Wednesday, September 24, 2025

Superman (James Gunn, 2025)

David Corenswet in Superman

Cast: David Corenswet, Rachel Brosnahan, Nicholas Hoult, Edi Cathegi, Anthony Carrigan, Nathan Fillion, Isabela Merced, Skyler Gisondo, Sara Sampaio, Alan Tudyk (voice), Bradley Cooper, Angela Sarafyan, Michael Rooker (voice), Pom Klementieff (voice), Maria Gabriela de Faría, Wendell Pierce, Neya Howell, Pruitt Taylor Vince, Zlatko Buric, Jake Tapper. Screenplay: James Gunn. Cinematography: Henry Braham. Production design: Beth Mickle. Film editing: Craig Alpert, William Hoy. Music: David Fleming, John Murphy. 

James Gunn's Superman begins in medias res, with only a minute or two of text on screen to summarize the well-known backstory of the title character.
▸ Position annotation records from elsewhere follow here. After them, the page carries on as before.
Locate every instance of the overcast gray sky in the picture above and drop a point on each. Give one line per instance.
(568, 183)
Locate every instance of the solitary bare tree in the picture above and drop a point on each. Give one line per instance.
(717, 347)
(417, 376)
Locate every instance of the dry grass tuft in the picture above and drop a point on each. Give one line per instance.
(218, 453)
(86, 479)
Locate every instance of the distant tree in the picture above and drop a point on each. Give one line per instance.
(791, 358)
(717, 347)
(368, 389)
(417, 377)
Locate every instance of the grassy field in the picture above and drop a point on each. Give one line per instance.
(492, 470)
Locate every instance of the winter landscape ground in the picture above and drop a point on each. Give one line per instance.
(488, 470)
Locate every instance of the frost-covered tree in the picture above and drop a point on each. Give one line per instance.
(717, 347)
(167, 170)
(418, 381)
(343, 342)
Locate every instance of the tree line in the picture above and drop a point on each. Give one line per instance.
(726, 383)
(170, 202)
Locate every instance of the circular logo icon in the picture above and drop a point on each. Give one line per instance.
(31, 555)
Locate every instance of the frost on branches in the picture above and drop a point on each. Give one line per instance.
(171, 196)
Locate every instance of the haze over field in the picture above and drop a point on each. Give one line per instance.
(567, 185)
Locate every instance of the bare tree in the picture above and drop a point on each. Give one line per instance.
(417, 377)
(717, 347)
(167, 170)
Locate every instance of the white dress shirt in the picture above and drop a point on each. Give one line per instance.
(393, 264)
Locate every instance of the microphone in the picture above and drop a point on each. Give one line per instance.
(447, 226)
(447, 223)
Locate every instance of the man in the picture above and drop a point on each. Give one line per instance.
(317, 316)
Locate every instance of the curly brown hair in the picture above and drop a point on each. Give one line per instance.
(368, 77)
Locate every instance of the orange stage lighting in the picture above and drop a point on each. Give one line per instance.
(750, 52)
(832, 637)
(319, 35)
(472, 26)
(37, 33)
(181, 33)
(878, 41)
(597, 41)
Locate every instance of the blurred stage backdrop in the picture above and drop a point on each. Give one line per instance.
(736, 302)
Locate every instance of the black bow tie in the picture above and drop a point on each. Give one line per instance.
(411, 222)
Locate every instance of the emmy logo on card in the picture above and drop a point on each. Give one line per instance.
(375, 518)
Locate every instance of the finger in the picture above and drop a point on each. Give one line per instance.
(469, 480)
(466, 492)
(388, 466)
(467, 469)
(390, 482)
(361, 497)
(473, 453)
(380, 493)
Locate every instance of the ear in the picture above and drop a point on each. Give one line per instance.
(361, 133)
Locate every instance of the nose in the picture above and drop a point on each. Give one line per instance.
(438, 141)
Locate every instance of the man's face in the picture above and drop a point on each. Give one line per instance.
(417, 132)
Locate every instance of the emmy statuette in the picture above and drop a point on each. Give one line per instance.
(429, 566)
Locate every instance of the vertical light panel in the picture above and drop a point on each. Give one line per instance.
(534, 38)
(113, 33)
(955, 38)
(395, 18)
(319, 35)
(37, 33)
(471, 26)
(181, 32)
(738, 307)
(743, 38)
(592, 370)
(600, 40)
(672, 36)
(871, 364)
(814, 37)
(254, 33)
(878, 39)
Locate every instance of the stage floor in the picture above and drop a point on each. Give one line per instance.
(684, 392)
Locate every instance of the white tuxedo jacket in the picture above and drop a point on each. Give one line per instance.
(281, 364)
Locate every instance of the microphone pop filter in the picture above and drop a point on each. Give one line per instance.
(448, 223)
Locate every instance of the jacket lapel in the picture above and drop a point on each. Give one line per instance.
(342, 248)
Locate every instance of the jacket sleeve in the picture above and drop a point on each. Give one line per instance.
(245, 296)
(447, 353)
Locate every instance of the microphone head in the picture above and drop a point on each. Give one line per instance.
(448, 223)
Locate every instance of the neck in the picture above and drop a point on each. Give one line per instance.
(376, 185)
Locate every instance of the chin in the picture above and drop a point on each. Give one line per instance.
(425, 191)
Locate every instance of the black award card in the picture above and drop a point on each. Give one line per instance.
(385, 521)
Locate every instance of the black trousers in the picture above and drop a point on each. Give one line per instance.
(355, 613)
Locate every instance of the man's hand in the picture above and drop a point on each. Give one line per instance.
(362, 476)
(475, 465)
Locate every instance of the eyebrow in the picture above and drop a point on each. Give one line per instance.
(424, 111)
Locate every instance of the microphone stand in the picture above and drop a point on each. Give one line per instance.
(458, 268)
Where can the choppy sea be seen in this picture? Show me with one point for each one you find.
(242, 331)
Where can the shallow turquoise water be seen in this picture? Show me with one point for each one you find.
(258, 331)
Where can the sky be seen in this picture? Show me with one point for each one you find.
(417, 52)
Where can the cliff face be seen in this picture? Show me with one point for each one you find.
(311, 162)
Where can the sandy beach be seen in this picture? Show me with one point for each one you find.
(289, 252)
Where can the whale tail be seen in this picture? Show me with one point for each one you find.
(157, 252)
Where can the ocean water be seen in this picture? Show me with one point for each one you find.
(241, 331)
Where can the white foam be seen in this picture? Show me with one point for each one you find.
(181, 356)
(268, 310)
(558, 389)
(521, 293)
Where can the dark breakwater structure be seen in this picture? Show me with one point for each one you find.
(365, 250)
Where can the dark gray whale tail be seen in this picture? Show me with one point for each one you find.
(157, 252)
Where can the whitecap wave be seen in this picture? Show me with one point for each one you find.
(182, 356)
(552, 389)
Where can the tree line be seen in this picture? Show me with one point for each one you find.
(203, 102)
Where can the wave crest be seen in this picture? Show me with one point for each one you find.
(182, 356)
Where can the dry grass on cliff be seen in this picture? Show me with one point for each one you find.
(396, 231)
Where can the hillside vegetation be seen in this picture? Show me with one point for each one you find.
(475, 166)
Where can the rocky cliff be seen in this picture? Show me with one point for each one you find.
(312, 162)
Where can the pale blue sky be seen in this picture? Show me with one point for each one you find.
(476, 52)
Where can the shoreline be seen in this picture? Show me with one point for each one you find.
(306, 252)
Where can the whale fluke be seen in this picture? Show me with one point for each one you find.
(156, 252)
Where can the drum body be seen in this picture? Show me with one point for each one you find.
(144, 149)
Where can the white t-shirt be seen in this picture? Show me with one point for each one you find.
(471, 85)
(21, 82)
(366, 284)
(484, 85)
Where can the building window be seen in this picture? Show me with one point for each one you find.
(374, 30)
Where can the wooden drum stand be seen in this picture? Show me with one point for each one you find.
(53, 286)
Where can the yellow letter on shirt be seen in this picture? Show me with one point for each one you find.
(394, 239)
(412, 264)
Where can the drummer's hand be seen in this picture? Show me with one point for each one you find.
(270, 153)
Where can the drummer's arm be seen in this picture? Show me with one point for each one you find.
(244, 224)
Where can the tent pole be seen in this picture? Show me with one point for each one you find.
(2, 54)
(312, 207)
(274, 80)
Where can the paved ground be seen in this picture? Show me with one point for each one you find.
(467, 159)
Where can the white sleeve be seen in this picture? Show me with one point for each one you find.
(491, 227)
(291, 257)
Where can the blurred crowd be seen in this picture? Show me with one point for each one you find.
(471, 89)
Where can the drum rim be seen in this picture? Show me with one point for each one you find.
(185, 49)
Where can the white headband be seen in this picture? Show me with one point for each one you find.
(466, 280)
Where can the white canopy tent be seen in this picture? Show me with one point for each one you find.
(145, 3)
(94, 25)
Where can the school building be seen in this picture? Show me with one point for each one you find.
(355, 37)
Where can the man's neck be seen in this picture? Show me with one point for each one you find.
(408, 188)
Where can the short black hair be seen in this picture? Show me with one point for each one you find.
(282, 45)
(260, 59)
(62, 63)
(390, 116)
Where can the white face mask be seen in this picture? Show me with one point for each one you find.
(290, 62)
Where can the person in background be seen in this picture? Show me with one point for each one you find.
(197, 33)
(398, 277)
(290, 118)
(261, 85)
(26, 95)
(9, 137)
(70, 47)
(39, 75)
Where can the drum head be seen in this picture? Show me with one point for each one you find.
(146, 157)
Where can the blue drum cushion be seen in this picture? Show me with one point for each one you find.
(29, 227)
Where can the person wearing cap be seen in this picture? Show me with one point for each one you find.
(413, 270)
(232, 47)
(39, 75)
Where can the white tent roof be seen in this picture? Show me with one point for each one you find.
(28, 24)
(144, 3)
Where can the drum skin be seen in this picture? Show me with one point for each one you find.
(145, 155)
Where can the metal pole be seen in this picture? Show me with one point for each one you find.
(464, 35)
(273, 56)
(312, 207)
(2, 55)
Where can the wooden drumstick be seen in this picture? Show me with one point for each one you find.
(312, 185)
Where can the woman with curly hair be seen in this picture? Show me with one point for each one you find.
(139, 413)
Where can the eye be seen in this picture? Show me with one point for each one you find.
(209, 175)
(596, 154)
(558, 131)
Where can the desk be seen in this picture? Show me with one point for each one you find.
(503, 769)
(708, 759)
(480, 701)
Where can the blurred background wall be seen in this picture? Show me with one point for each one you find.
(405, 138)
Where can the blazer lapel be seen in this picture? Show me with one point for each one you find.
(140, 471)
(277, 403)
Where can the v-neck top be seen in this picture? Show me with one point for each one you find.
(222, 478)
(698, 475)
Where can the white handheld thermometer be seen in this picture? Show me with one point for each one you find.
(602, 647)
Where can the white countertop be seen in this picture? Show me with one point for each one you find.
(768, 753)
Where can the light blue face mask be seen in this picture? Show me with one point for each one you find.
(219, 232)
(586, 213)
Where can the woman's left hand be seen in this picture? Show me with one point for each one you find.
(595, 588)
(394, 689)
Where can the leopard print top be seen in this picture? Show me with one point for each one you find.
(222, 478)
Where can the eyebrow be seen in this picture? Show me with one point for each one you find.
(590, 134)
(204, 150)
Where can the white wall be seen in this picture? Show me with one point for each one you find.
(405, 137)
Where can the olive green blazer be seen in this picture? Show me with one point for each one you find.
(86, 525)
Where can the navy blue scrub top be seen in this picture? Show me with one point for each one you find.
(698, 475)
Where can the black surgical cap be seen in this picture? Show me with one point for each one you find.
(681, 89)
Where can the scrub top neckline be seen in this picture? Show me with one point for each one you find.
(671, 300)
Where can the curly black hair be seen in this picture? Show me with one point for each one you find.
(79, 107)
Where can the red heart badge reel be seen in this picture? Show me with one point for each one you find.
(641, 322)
Gunn wastes no time establishing the hero's Kryptonian origins, his secret identity as Clark Kent (David Corenswet) and his relationships with Lois Lane (Rachel Brosnahan) and his enemy Lex Luthor (Nicholas Hoult). We begin simply with Superman getting the shit beat out of him, which is more than enough to get our attention. The problem with the film, however, is that Gunn takes the opportunity to dispense with the old background narrative and loads down the movie with new characters, off-beat relationships like Jimmy Olsen (Skyler Gisondo) and Eve Teschmacher (Sara Sampaio), multiple threats, and head-spinning sci-fi tropes like "pocket universes." What could have been an exhilarating new take on an old story instead becomes exhausting. Fortunately, Corenswet, Brosnahan, and Hoult are skillful enough players to rise above the frenzy and bring some order to the chaos of ideas that Gunn throws at them.